The first permanent English settlement in the New World was at Plymouth Bay in what is now the state of Massachusetts in 1620. Merely 16 years later, a group of successful settlers in New Town (renamed Cambridge after their alma mater) started a college. They named it after the Puritan minister who willed half his estate and all his books to the college. This clergyman's name was John Harvard, and his namesake remains the most prestigious among the more than 2,000 institutes of higher education in the United States today.
Harvard is not the only great school in the U.S., of course. A small industry has grown up around the ranking of the best tertiary schools, and year after year, seven schools dominate most of these Top Twenty or Top Fifty lists. Harvard is nearly always at or close to the top, joined frequently by Yale (in Connecticut), Princeton (in New Jersey), Dartmouth (in New Hampshire), Cornell (in New York State), Columbia (in New York City), the University of Pennsylvania, and Brown (in Rhode Island). These eight private universities are collectively referred to as the Ivy League schools.
Why the name?

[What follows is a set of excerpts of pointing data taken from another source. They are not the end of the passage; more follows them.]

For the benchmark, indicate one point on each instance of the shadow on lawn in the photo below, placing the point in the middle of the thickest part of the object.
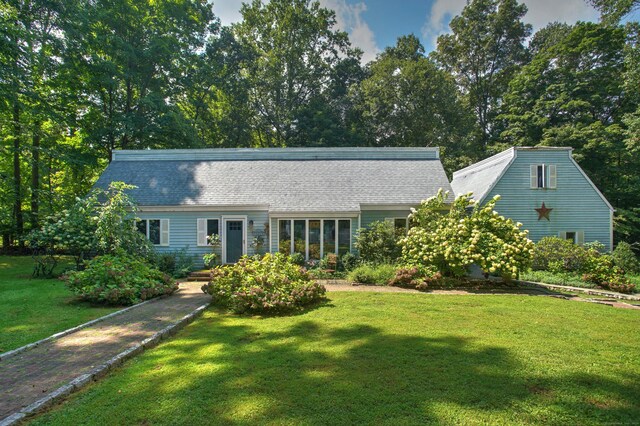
(359, 374)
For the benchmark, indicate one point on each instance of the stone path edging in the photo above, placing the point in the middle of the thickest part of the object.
(26, 347)
(99, 371)
(591, 291)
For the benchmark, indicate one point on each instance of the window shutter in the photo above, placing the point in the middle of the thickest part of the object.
(164, 232)
(552, 176)
(202, 232)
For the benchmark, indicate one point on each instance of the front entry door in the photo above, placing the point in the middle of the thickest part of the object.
(234, 243)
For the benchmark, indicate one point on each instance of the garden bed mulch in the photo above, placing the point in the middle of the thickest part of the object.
(343, 285)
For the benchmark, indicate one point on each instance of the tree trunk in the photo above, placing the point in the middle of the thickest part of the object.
(17, 206)
(35, 177)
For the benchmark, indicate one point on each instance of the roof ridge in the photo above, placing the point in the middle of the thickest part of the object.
(487, 162)
(252, 154)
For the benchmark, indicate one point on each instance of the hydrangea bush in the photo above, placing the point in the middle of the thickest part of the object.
(119, 280)
(451, 239)
(272, 283)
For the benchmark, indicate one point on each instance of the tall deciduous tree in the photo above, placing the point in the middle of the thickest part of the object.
(483, 51)
(130, 56)
(407, 101)
(573, 94)
(296, 55)
(612, 11)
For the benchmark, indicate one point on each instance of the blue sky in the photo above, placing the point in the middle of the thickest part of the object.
(374, 24)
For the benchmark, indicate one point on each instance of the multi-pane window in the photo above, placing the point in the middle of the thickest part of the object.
(314, 238)
(156, 230)
(543, 176)
(206, 228)
(576, 237)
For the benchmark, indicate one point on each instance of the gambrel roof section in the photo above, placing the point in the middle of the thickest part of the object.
(481, 177)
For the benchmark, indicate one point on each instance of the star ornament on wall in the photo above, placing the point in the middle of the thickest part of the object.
(543, 212)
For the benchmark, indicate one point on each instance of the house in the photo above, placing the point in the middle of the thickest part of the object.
(545, 189)
(306, 200)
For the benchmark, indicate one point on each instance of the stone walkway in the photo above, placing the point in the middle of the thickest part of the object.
(31, 375)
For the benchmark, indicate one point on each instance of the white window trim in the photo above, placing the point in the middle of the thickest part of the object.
(579, 236)
(223, 231)
(205, 230)
(322, 253)
(393, 220)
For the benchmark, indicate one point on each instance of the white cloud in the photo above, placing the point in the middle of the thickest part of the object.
(541, 12)
(228, 10)
(349, 19)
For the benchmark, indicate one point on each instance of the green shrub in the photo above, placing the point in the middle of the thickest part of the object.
(349, 261)
(297, 259)
(557, 254)
(378, 243)
(119, 280)
(272, 283)
(625, 258)
(378, 274)
(602, 271)
(451, 239)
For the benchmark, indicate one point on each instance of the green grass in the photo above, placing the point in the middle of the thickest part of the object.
(367, 358)
(558, 278)
(32, 309)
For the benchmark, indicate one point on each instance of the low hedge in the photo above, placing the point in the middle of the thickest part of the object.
(119, 280)
(372, 274)
(272, 283)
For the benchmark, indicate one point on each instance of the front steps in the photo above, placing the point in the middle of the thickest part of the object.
(199, 276)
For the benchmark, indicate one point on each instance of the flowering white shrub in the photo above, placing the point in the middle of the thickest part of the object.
(452, 238)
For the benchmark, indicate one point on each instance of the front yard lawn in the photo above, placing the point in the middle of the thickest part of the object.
(383, 359)
(32, 309)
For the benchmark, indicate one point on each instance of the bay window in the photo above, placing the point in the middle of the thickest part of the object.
(314, 238)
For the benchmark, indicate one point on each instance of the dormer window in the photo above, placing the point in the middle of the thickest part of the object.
(543, 176)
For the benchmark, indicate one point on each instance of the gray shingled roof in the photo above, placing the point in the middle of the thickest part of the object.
(480, 177)
(282, 185)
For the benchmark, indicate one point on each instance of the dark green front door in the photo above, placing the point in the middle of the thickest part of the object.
(234, 240)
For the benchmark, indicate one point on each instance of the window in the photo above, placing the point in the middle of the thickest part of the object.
(400, 223)
(156, 230)
(543, 176)
(206, 228)
(576, 237)
(314, 238)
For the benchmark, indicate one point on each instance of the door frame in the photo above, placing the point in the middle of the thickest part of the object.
(225, 219)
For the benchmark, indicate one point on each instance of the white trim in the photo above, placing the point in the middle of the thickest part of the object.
(206, 226)
(611, 229)
(202, 208)
(393, 220)
(313, 215)
(224, 220)
(147, 227)
(387, 207)
(592, 184)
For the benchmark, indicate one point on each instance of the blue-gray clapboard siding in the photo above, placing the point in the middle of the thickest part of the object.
(370, 216)
(183, 230)
(575, 203)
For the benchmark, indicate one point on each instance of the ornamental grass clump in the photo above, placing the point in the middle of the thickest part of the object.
(272, 283)
(451, 239)
(119, 280)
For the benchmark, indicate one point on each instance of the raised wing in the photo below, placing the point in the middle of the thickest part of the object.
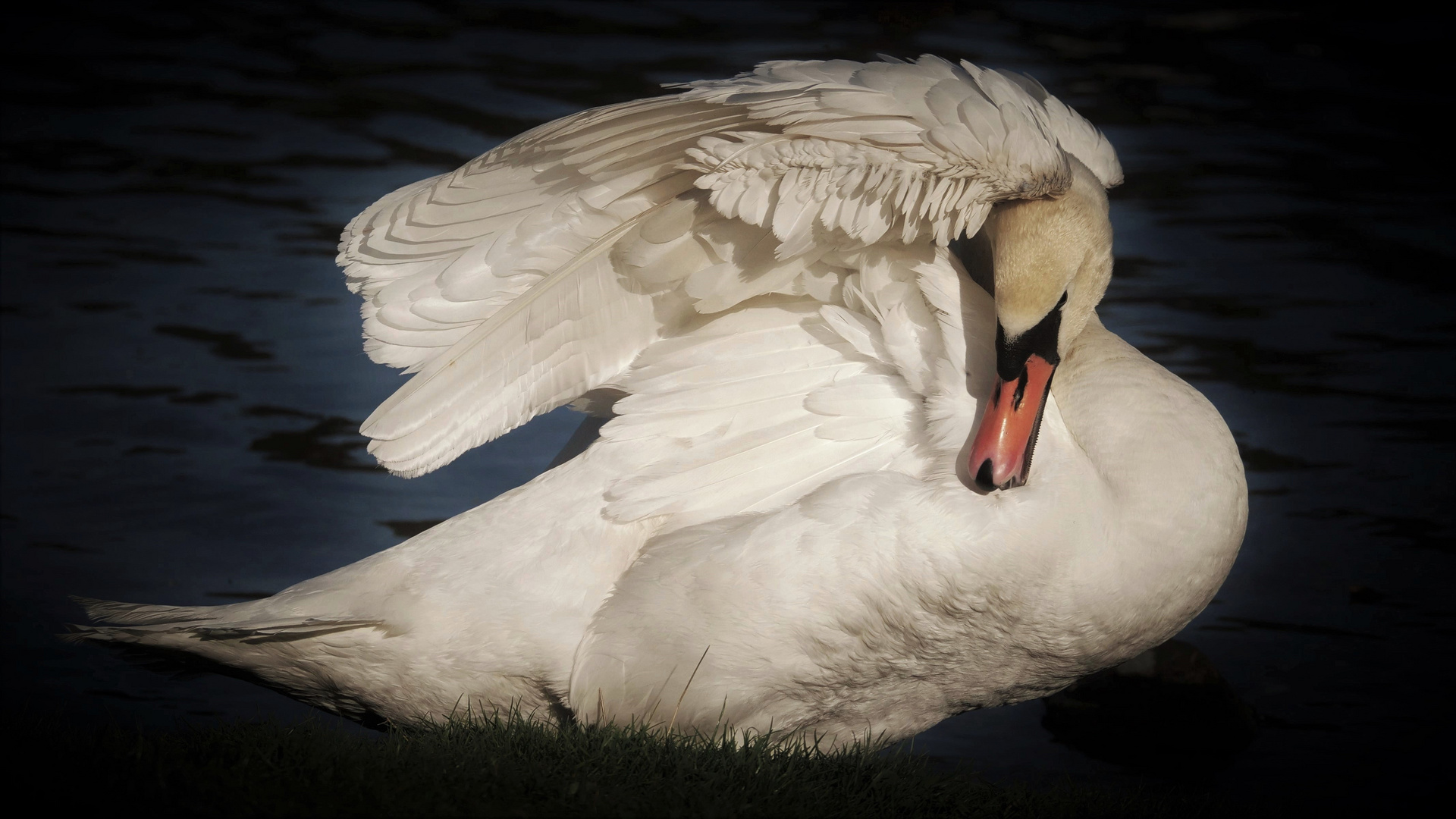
(753, 410)
(544, 268)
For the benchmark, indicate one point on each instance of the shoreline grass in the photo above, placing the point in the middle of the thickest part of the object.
(506, 765)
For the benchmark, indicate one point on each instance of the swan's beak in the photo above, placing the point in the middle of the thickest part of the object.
(1001, 452)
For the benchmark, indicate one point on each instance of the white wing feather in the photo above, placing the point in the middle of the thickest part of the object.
(548, 265)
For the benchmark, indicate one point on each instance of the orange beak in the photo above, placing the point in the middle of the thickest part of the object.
(1001, 452)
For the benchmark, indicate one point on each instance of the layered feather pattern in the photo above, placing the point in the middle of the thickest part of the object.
(546, 267)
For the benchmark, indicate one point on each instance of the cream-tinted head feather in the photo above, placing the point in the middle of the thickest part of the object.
(1044, 248)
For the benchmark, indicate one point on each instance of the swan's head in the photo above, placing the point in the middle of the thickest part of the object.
(1052, 261)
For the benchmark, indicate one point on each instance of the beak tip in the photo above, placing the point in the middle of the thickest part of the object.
(983, 479)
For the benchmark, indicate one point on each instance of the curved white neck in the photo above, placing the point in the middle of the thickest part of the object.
(1172, 468)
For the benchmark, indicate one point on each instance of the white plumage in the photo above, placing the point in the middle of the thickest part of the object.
(753, 278)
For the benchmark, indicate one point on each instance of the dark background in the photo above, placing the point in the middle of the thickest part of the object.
(184, 381)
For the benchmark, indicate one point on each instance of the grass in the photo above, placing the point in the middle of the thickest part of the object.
(506, 765)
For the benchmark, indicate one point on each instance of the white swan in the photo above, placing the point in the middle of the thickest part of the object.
(788, 521)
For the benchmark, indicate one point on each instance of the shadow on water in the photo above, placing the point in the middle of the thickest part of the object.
(182, 368)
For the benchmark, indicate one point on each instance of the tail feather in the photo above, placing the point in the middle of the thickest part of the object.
(111, 613)
(136, 623)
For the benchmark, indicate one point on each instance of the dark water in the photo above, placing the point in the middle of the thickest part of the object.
(184, 379)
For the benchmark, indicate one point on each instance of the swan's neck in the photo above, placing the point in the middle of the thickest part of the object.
(1171, 472)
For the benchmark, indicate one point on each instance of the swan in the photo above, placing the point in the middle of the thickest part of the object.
(816, 311)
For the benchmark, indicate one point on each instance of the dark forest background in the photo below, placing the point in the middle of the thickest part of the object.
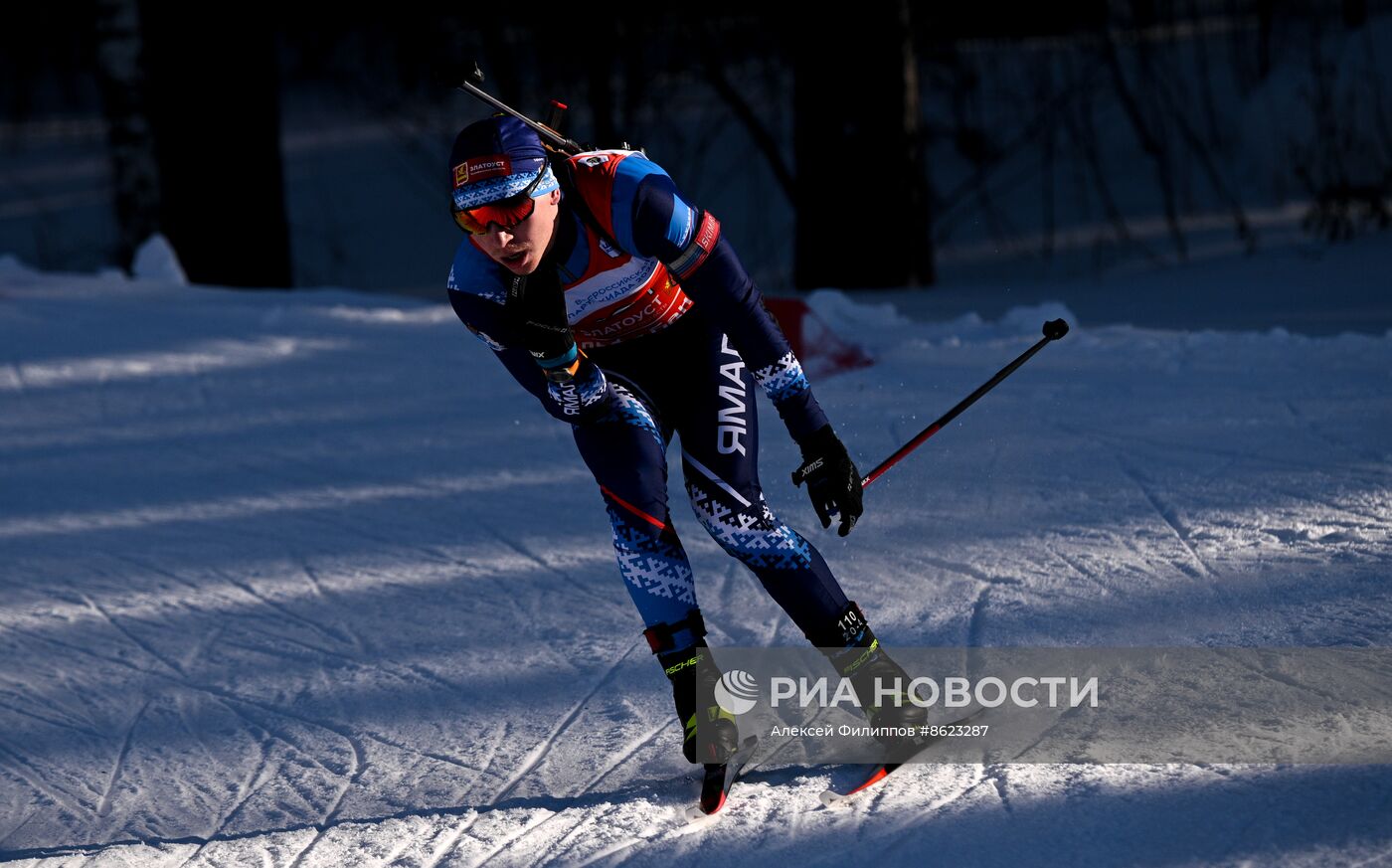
(278, 146)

Ivy is a vine; that is, a plant which grows up or along the surface of other plants such as trees, or, in the human landscape, along the sides of stone buildings. As these eight universities are old (the youngest among them, Cornell, was founded in 1853), ivy has had plenty of time to decorate the outsides of the more historic buildings on these campuses. The word league, however, is more an invention of imagination than a reality. Though there is an association called the Ivy League, it refers to the above schools' participation in an American football athletic conference rather than to any academic alliance. Further, despite the lengthy academic lineage of these schools, the footballing Ivy League was not formally formed until 1956, though highly competitive football and other athletic games have been hotly contested among the schools for many generations.
Since these institutes of higher learning had such an early start in the history of the United States, it is not surprising that they should individually and collectively have exerted a great influence on American society. Their status within national scholarly circles is unparalleled. Admission to these universities is highly demanding: many students apply for every one lucky enough to be accepted. As these universities are private, they are relatively expensive. Offsetting the extremely high tuition are many opportunities for scholarships. These scholarships are awarded to meritorious students regardless of their backgrounds.
Additionally, the roster of the faculties of these schools reads like a Who's Who list of important Americans (and quite a few foreigners, as well). Their intellectual integrity shows in the number of Nobel and other major prizes awarded which they have garnered over the years. Some of the country's most famous doctors, statesmen, engineers, scientists, and educationists have studied and taught within these ivy-covered walls. No fewer than 14 U.S. presidents have earned degrees here, including six at Harvard, six at Yale, and two at Princeton.
Though only a select few can join the ranks as Ivy Leaguers each year, Americans are endowed with a world-class tertiary educational system second to none. Not every graduate from an Ivy League school "makes the grade" in life; even a first-rate education is no guarantee of success. Still, those who do enter and leave the Ivy League universities in the northeastern United States have a much better than average chance to join the ranks of the movers and shakers of not only the U.S. society, but, once back in their home countries, of their native lands as well.